Understanding of the burden of continued care in enhanced by recognizing that the experience of the care providers – by which is meant both the family and professionals who have entered into an authentic relationship with the patient and family – embodies genuine grief. The fact that this grief experience occurs prior to the patient’s biologic death does not alter its identity. Our understanding is served by expanding the concept of grief to include that pain, confusion and sadness that one may feel in caring for a loved one very near death.
Grief is an important, valuable, probably essential, part of the human experience. The notion that anything painful must be ameliorated is a very modern, consumerist, trait that should be questioned.
For the attending physician and for the hospice team: Most importantly, this commitment to continuing care avoids any possibility that we might recommend assisted suicide or euthanasia out of our own motives – whether those motives are our own emotional distress on losing a fond patient, our own lack of familiarity with the medical techniques or technology required for effective symptom management; or our own fatigue.
For families – the families we serve and the families to which we belong: Though much of the personhood of our loved one has been lost by this point in their dying, the continuing care for their body represents an expression of reverence for the person who we have known, cared for and loved.

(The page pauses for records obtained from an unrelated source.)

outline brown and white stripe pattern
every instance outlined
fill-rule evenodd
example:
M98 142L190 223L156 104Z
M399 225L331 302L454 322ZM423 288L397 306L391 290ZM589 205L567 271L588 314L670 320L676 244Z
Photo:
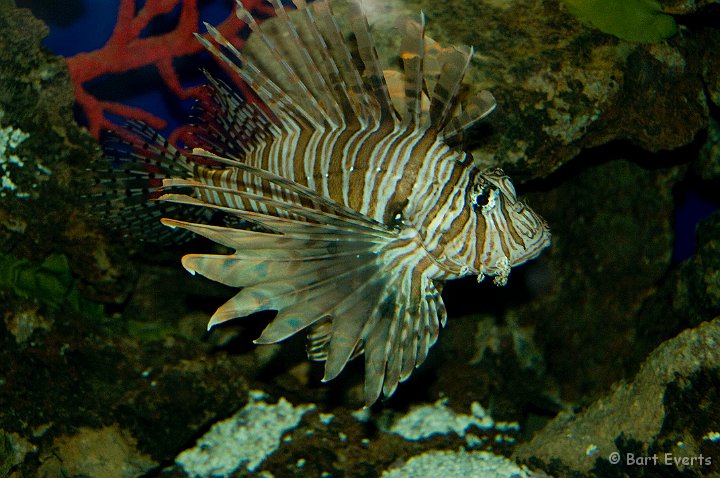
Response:
M403 71L383 72L360 6L345 8L348 41L326 0L295 0L292 11L271 3L277 17L259 25L238 2L253 31L243 51L210 26L212 42L198 37L265 107L211 78L203 127L214 147L194 154L221 166L182 159L192 177L166 179L161 197L262 232L163 223L236 251L183 259L193 273L242 288L210 326L277 310L257 342L307 330L326 380L364 353L370 404L391 395L437 339L442 281L474 274L504 284L549 232L502 172L477 171L448 144L495 106L482 92L458 108L471 48L440 47L421 16L403 24Z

By helping the patient, family members are called to honour the person departing. This type of continuing care is a mature, balanced expression for the inner turmoil – the grief – we may feel.
For patients: Even when physical suffering is controlled there is the continued burden of dependency. Hospice clinicians speak about dependency as the loss of independence, as yet another stress for the dying person, another challenge of acceptance and surrender. And it is all that. But there is another important facet of this experience. There is an aspect of the person’s conscious acceptance of dependency that is a gift. Think of the many strong, proud people for whom, in their dying, dependency with the component feelings of helplessness and embarrassment was accepted for the sake of the others, for the sake of those whom they loved.

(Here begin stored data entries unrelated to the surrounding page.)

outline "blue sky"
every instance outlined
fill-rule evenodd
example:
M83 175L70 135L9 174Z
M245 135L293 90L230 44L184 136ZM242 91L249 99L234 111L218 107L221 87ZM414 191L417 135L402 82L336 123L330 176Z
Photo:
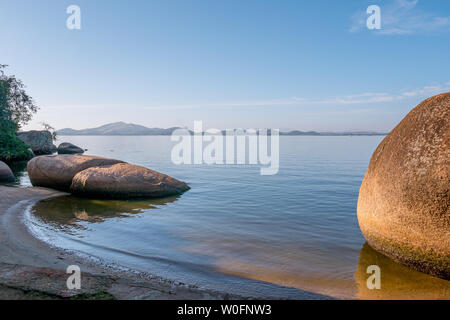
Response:
M41 107L27 129L386 131L450 91L450 1L2 0L0 24L0 63Z

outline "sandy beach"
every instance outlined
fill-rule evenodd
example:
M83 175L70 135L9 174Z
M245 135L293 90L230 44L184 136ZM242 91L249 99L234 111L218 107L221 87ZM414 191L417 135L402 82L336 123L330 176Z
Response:
M0 299L247 299L158 277L119 271L50 247L29 233L26 208L66 195L46 188L0 186ZM82 288L68 290L66 269L80 266ZM299 299L326 299L299 291Z

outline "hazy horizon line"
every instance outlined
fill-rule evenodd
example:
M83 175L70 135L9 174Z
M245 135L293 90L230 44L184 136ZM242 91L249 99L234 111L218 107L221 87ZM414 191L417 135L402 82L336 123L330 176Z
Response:
M141 126L141 127L145 127L147 129L161 129L161 130L168 130L168 129L187 129L187 130L191 130L193 131L193 128L187 127L187 126L171 126L171 127L149 127L147 125L143 125L143 124L138 124L138 123L134 123L134 122L126 122L126 121L114 121L114 122L108 122L105 124L101 124L95 127L88 127L88 128L72 128L72 127L64 127L64 128L60 128L60 129L55 129L55 131L61 131L61 130L76 130L76 131L81 131L81 130L90 130L90 129L97 129L100 127L104 127L107 125L112 125L112 124L126 124L126 125L136 125L136 126ZM234 128L204 128L203 132L208 130L208 129L218 129L218 130L237 130L237 129L256 129L256 130L279 130L280 132L286 133L286 132L292 132L292 131L299 131L299 132L317 132L317 133L359 133L359 132L369 132L369 133L387 133L386 131L380 131L380 130L372 130L372 129L366 129L366 130L308 130L308 129L298 129L298 128L273 128L273 127L263 127L263 128L255 128L254 126L249 126L249 127L234 127ZM38 129L31 129L31 130L38 130ZM31 130L23 130L23 131L31 131ZM39 131L39 130L38 130Z

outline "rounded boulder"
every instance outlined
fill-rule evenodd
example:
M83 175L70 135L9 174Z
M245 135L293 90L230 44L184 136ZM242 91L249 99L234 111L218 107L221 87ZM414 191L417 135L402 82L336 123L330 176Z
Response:
M429 98L372 155L358 199L368 244L392 260L450 279L450 93Z
M33 186L69 191L78 172L116 163L123 161L83 155L39 156L28 162L27 170Z
M70 187L79 196L112 199L159 198L188 189L183 181L128 163L83 170L75 175Z
M63 142L58 146L58 154L82 154L82 153L84 153L83 149L69 142Z
M13 182L14 180L14 174L9 166L3 161L0 161L0 182Z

The burden of continued care may be the final gift that the dying can give to their loved ones.
And, lastly, for society: The conscious acceptance of these twin burdens – that of continued life beyond responsiveness and that of the care of our patients, friends and family near death – is part of living fully within the human condition. Suicide and euthanasia represents a withholding and an avoidance of these burdens. As patients, out of a desire to protect ones family or out of ones own pain, it is possible to choose suicide and, thus, withhold this burden – and the gift it embodies. To do so robs ones family of an opportunity for grieving that, while painful, is part of full and healthy living. The chance to care for the body and waning personhood of ones family members and ones patients represents a crucial, clarifying force on ourselves as persons and professionals.
It is time for hospice to assert these values in its advocacy of patients and in public debate. Society urgently needs to recognize that these burdens of waning life and continued care are also important gifts. Society would avoid these experiences at its peril, but might realize transformative potential in their embrace.